His head cranes in my direction, and with a fire burning in his eyes, I know I’ve been spotted. I’ve been caught. I swallow a lump in my throat as I try to turn away, but crave just another second of visual contact.

He bites his lip again, and this time it’s intentional. He’s beckoning me, letting me know that he’s spotted me, and I know, more than ever, that he thinks of me the same way I think about him.

Sometimes, the torture continues into the depths of the night where I’m left yearning for something more while my boyfriend snoozes beside me. Sometimes, the only way I can shut it all off, and close my eyes, is when I picture Street on top of me.

Picture him inside me.

I shake the image out of my head and once again walk down the path, fighting the urge to turn back around for one last peek.


* * *


I sling my purse over my shoulder, and dangle my keys in my hand. I smile at Ken, the prison guard behind the counter as I shuffle toward the front door; one of only two routes out of the prison.

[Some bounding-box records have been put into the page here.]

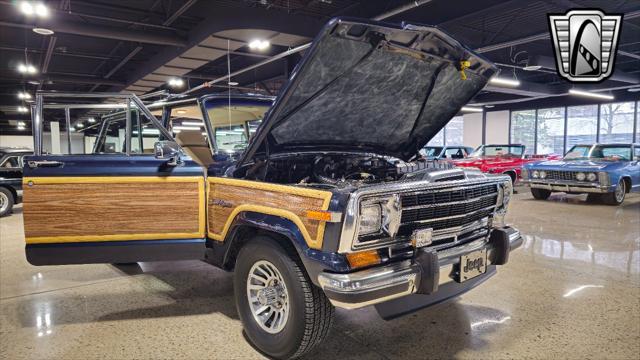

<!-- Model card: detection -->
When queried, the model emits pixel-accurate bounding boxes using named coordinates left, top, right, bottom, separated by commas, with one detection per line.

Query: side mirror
left=153, top=140, right=182, bottom=166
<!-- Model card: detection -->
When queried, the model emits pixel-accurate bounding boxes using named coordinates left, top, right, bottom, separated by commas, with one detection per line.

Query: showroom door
left=23, top=94, right=205, bottom=265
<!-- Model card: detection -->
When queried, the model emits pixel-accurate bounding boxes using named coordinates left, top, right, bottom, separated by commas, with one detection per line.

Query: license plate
left=411, top=228, right=433, bottom=249
left=460, top=249, right=487, bottom=282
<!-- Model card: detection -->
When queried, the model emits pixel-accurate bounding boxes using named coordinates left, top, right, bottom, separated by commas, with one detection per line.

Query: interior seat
left=176, top=130, right=213, bottom=168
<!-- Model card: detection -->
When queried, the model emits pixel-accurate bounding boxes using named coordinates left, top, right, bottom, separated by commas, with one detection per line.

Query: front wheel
left=531, top=188, right=551, bottom=200
left=0, top=187, right=13, bottom=217
left=234, top=236, right=334, bottom=359
left=602, top=179, right=627, bottom=205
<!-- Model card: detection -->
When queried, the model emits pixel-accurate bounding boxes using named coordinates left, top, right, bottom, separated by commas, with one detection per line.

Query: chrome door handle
left=27, top=160, right=64, bottom=169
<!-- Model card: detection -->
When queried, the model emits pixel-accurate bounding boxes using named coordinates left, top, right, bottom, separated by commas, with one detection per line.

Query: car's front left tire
left=602, top=179, right=627, bottom=205
left=234, top=236, right=334, bottom=359
left=0, top=187, right=14, bottom=217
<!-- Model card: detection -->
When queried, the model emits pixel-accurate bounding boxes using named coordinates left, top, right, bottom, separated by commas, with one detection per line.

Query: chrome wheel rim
left=0, top=192, right=9, bottom=213
left=616, top=181, right=626, bottom=203
left=247, top=260, right=289, bottom=334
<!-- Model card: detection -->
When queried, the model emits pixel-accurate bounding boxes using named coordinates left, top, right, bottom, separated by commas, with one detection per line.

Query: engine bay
left=240, top=153, right=451, bottom=188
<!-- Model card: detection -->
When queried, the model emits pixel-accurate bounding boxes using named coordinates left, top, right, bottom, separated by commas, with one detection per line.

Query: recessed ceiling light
left=33, top=28, right=55, bottom=35
left=460, top=106, right=484, bottom=112
left=569, top=89, right=614, bottom=100
left=18, top=64, right=38, bottom=74
left=167, top=78, right=184, bottom=88
left=18, top=91, right=31, bottom=100
left=20, top=1, right=35, bottom=16
left=249, top=39, right=271, bottom=51
left=489, top=77, right=520, bottom=87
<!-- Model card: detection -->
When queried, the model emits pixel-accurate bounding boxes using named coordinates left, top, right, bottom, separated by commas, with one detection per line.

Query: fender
left=206, top=211, right=349, bottom=285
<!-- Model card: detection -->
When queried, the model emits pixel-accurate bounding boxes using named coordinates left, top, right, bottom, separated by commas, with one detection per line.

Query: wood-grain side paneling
left=207, top=178, right=331, bottom=249
left=23, top=177, right=205, bottom=244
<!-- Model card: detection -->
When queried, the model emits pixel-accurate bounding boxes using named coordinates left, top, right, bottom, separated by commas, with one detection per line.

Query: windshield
left=564, top=145, right=631, bottom=161
left=420, top=146, right=442, bottom=157
left=205, top=99, right=271, bottom=152
left=470, top=145, right=524, bottom=158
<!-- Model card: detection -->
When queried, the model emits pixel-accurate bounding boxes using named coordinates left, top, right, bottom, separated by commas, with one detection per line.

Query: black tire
left=602, top=179, right=627, bottom=205
left=531, top=188, right=551, bottom=200
left=587, top=194, right=602, bottom=203
left=0, top=187, right=14, bottom=217
left=233, top=236, right=334, bottom=359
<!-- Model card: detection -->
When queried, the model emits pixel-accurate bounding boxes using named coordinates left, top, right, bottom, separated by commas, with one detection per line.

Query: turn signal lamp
left=347, top=250, right=382, bottom=269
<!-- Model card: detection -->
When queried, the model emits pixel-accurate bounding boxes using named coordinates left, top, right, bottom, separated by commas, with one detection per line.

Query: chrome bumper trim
left=318, top=228, right=522, bottom=309
left=526, top=180, right=610, bottom=194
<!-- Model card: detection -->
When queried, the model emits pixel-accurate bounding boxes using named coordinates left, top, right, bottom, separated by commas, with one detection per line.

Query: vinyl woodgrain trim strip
left=23, top=176, right=206, bottom=244
left=207, top=177, right=332, bottom=249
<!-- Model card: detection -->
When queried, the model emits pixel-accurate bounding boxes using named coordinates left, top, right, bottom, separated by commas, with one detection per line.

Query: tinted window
left=0, top=155, right=22, bottom=168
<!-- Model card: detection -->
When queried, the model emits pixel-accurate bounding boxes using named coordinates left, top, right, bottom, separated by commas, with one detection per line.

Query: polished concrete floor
left=0, top=189, right=640, bottom=359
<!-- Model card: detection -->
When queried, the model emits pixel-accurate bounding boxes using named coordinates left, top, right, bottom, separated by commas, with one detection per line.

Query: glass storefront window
left=599, top=102, right=635, bottom=144
left=509, top=110, right=536, bottom=154
left=566, top=105, right=598, bottom=149
left=536, top=107, right=564, bottom=154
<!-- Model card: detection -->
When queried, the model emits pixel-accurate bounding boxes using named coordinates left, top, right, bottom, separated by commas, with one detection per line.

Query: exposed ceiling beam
left=475, top=10, right=640, bottom=55
left=0, top=18, right=187, bottom=47
left=0, top=72, right=125, bottom=86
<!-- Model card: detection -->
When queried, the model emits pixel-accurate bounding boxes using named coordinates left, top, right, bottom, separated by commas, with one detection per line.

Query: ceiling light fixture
left=18, top=64, right=38, bottom=74
left=460, top=106, right=484, bottom=112
left=249, top=39, right=271, bottom=51
left=569, top=89, right=614, bottom=100
left=32, top=28, right=55, bottom=35
left=489, top=77, right=520, bottom=87
left=167, top=78, right=184, bottom=88
left=173, top=125, right=202, bottom=131
left=20, top=1, right=49, bottom=18
left=18, top=91, right=31, bottom=100
left=522, top=65, right=542, bottom=71
left=180, top=121, right=204, bottom=126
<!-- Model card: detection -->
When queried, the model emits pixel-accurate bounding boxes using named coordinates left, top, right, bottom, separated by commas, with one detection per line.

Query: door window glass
left=0, top=156, right=22, bottom=168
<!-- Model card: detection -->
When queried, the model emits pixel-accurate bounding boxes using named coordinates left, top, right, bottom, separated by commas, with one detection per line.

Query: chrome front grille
left=545, top=170, right=576, bottom=181
left=398, top=184, right=498, bottom=236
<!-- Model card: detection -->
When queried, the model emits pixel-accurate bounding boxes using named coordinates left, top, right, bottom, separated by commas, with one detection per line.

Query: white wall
left=485, top=110, right=509, bottom=144
left=0, top=135, right=33, bottom=149
left=462, top=113, right=482, bottom=148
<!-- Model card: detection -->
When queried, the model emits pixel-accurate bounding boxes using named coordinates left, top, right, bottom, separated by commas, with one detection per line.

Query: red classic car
left=453, top=144, right=561, bottom=183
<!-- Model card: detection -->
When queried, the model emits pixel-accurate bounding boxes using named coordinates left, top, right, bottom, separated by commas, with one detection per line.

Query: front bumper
left=524, top=180, right=612, bottom=194
left=318, top=227, right=523, bottom=310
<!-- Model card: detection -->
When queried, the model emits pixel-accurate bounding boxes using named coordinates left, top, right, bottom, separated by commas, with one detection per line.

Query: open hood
left=239, top=19, right=496, bottom=165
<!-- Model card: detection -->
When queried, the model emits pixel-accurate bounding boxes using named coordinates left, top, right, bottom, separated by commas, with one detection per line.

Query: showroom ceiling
left=0, top=0, right=640, bottom=134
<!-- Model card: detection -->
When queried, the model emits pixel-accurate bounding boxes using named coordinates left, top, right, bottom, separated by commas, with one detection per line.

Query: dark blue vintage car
left=522, top=144, right=640, bottom=205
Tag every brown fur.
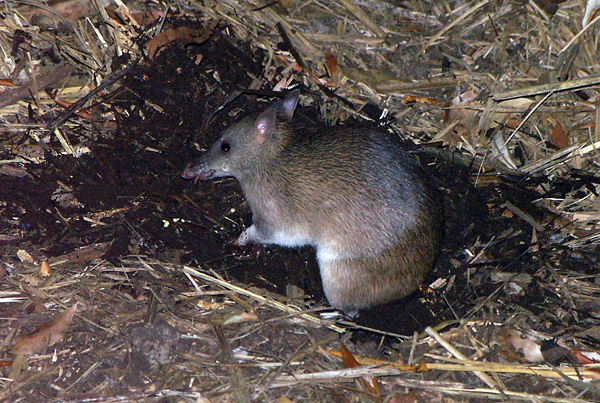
[183,93,443,311]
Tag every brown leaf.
[550,122,569,150]
[325,50,337,79]
[12,302,79,355]
[340,343,381,401]
[340,343,360,368]
[387,390,419,403]
[40,259,51,277]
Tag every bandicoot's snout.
[181,165,215,183]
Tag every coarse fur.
[182,92,443,312]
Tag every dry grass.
[0,0,600,402]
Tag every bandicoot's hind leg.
[317,253,426,312]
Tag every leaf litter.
[0,0,600,402]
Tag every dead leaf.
[387,390,420,403]
[146,20,220,60]
[223,312,258,325]
[12,302,79,355]
[499,329,544,362]
[325,50,338,81]
[40,259,50,277]
[340,343,381,401]
[550,122,569,150]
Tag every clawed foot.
[233,230,250,246]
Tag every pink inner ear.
[282,90,300,119]
[256,108,277,143]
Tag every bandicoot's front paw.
[233,225,254,246]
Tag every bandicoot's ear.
[280,90,300,119]
[254,108,277,143]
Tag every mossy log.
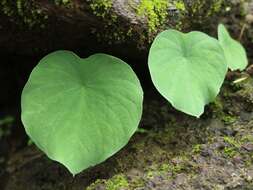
[0,0,242,58]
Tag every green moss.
[136,0,169,33]
[86,174,129,190]
[90,0,132,45]
[90,0,112,18]
[54,0,71,6]
[223,147,238,158]
[223,136,241,148]
[192,144,202,154]
[223,136,241,158]
[0,0,47,28]
[221,114,237,125]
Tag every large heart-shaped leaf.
[218,24,248,70]
[148,30,227,117]
[22,51,143,174]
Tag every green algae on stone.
[86,174,129,190]
[0,0,48,28]
[136,0,169,33]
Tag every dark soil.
[0,74,253,190]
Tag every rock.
[242,143,253,152]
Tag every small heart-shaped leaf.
[22,51,143,174]
[218,24,248,71]
[148,30,227,117]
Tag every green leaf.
[22,51,143,174]
[148,30,227,117]
[218,24,248,71]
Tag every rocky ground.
[0,74,253,190]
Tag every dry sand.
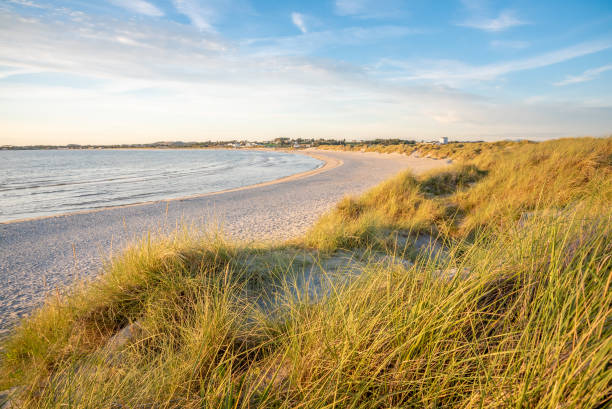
[0,150,446,336]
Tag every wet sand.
[0,150,446,336]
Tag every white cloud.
[242,25,421,55]
[457,10,527,32]
[334,0,402,18]
[336,0,368,16]
[554,64,612,86]
[378,41,612,86]
[491,40,531,50]
[8,0,46,9]
[0,4,612,144]
[173,0,216,31]
[172,0,254,33]
[291,12,308,33]
[109,0,164,17]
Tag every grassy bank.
[1,139,612,408]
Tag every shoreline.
[0,150,445,336]
[0,148,344,226]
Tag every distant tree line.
[0,137,416,150]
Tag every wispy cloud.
[172,0,253,33]
[242,25,422,55]
[379,41,612,86]
[8,0,45,9]
[173,0,216,31]
[554,64,612,86]
[334,0,402,18]
[491,40,531,50]
[109,0,164,17]
[457,10,527,32]
[291,12,308,33]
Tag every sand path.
[0,150,445,336]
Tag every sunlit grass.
[1,139,612,408]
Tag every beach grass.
[0,138,612,408]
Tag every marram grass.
[2,139,612,408]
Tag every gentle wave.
[0,150,322,222]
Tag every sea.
[0,149,323,222]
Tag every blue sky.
[0,0,612,145]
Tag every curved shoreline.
[0,150,445,337]
[0,149,344,225]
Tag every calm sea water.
[0,150,322,222]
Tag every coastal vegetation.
[0,138,612,408]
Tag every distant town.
[0,137,468,150]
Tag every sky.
[0,0,612,145]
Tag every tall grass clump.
[0,139,612,409]
[305,138,612,251]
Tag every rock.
[105,321,144,352]
[0,386,23,409]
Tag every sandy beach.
[0,150,446,336]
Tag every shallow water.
[0,149,323,222]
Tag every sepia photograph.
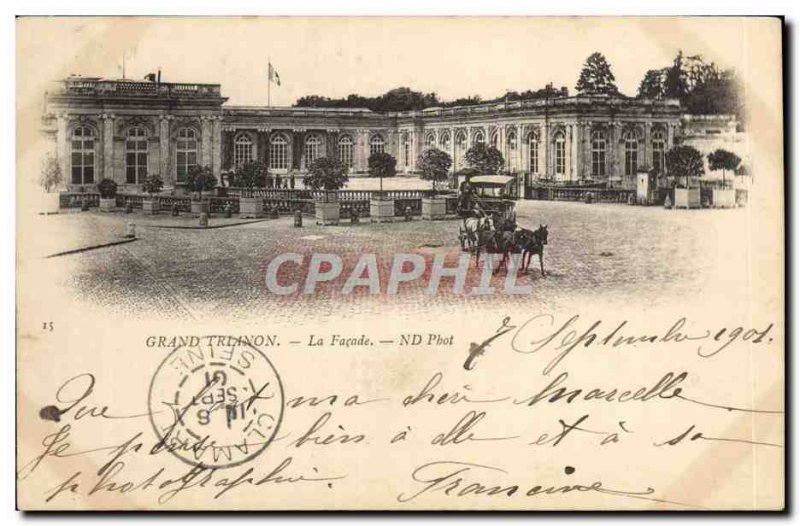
[15,16,786,511]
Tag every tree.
[235,161,269,194]
[39,155,64,194]
[464,143,505,174]
[142,174,164,195]
[575,52,619,95]
[367,152,397,195]
[637,68,669,99]
[305,157,349,190]
[708,149,742,186]
[417,148,453,193]
[186,165,217,199]
[666,145,705,188]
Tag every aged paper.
[16,17,786,511]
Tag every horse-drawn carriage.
[458,175,548,275]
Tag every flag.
[269,62,281,86]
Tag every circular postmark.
[148,344,284,468]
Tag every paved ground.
[36,201,747,319]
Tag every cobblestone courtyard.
[36,201,748,320]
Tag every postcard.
[15,17,786,511]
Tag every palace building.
[42,76,683,189]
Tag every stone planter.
[422,197,447,221]
[142,198,161,215]
[191,201,208,215]
[673,188,700,208]
[100,197,117,212]
[42,192,61,214]
[369,199,394,223]
[314,201,339,225]
[239,197,264,219]
[711,188,736,208]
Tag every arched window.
[233,133,253,166]
[339,135,353,168]
[528,132,539,174]
[653,130,667,173]
[70,126,94,184]
[125,126,147,184]
[439,131,450,152]
[269,133,289,170]
[622,130,639,175]
[306,134,322,166]
[401,133,411,168]
[591,130,606,177]
[175,128,197,183]
[369,134,386,155]
[553,131,567,175]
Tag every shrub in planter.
[235,161,269,218]
[97,179,117,212]
[186,165,217,214]
[142,174,164,214]
[39,155,64,214]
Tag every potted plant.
[235,161,268,218]
[305,157,349,225]
[708,149,742,208]
[367,152,397,223]
[417,148,453,220]
[142,174,164,214]
[186,165,217,214]
[666,145,705,208]
[97,179,117,212]
[39,155,64,214]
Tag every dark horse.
[517,225,548,276]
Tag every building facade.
[42,77,683,194]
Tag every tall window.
[269,133,289,170]
[71,126,94,184]
[339,135,353,168]
[176,128,197,183]
[369,134,386,155]
[622,130,639,175]
[125,126,147,184]
[233,133,253,166]
[306,134,322,166]
[592,130,606,177]
[439,131,450,152]
[553,131,567,175]
[653,130,667,173]
[528,132,539,174]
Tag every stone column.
[102,114,114,183]
[211,116,222,181]
[158,115,170,186]
[200,115,211,166]
[56,113,72,184]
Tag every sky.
[17,17,757,106]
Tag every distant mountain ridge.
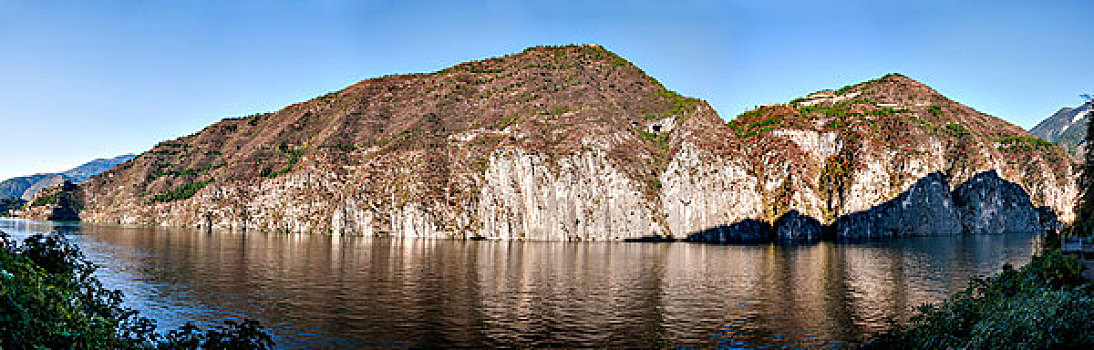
[0,154,137,200]
[1029,103,1094,155]
[80,45,1078,242]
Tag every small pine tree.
[1068,101,1094,236]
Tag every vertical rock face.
[81,46,1075,243]
[775,210,821,243]
[477,147,665,241]
[23,182,83,221]
[954,171,1044,234]
[836,173,962,238]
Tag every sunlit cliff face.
[81,46,1075,241]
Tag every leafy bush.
[864,252,1094,349]
[927,105,942,117]
[946,123,969,137]
[0,232,274,349]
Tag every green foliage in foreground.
[0,232,274,349]
[864,252,1094,349]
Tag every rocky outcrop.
[836,173,962,238]
[953,171,1045,234]
[835,171,1056,240]
[21,182,83,221]
[773,210,822,243]
[74,46,1075,243]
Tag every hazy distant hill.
[81,45,1076,241]
[1029,103,1094,155]
[0,154,137,200]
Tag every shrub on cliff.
[864,252,1094,349]
[0,232,272,349]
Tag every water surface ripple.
[0,219,1036,348]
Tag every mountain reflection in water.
[0,219,1037,348]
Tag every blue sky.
[0,0,1094,178]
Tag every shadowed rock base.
[687,171,1059,244]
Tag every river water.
[0,219,1037,348]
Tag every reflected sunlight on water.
[0,219,1036,348]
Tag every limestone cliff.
[81,45,1075,241]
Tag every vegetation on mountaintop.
[88,45,718,216]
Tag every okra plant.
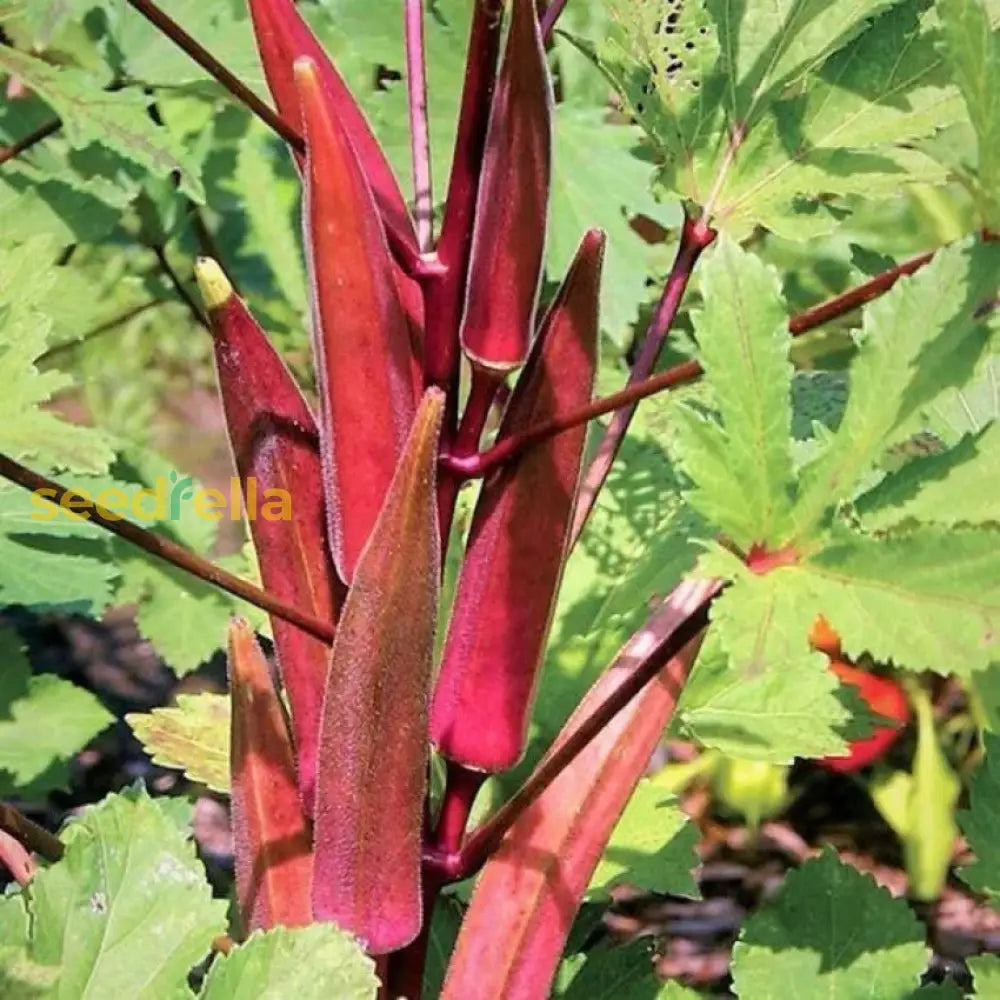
[0,0,1000,1000]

But something catches my attention—behind the counter and behind Ken, an unfamiliar guard with a severe, attentive face has a phone pressed against her ear. Her eyes shift, and she hangs up the phone with an amused but abrasive smirk.

“Fucking animals,” she says with another shake of her head.

“What happened now?” Ken questions without flinching from scribbling on a notepad.

“There was an incident on the courtyard.”

“Let me guess,” he groans and spins to face her. “Someone was running his mouth, and someone else threw punches.”

“Close, but no cigar.” She reaches for a pen from her pocket and clicks it, prepared to do some scribbling of her own. “An inmate stabbed another inmate with a shank.”

“Christ. Did you recognize any of the names?”

“The victim didn’t ring a bell, but the attacker was Thomas Street.”

“Damn,” Ken sighs. “I thought he was one of the good ones.”

“They’re animals,” she says, and my stomach sinks to my feet. “They’re only good until they’re not.”

I swallow a lump in my throat, and swipe my tongue against my lips. Before they realize I’ve been listening to their conversation, I’m out the door.

I’ve known it my entire life—I have the absolute worst taste in men.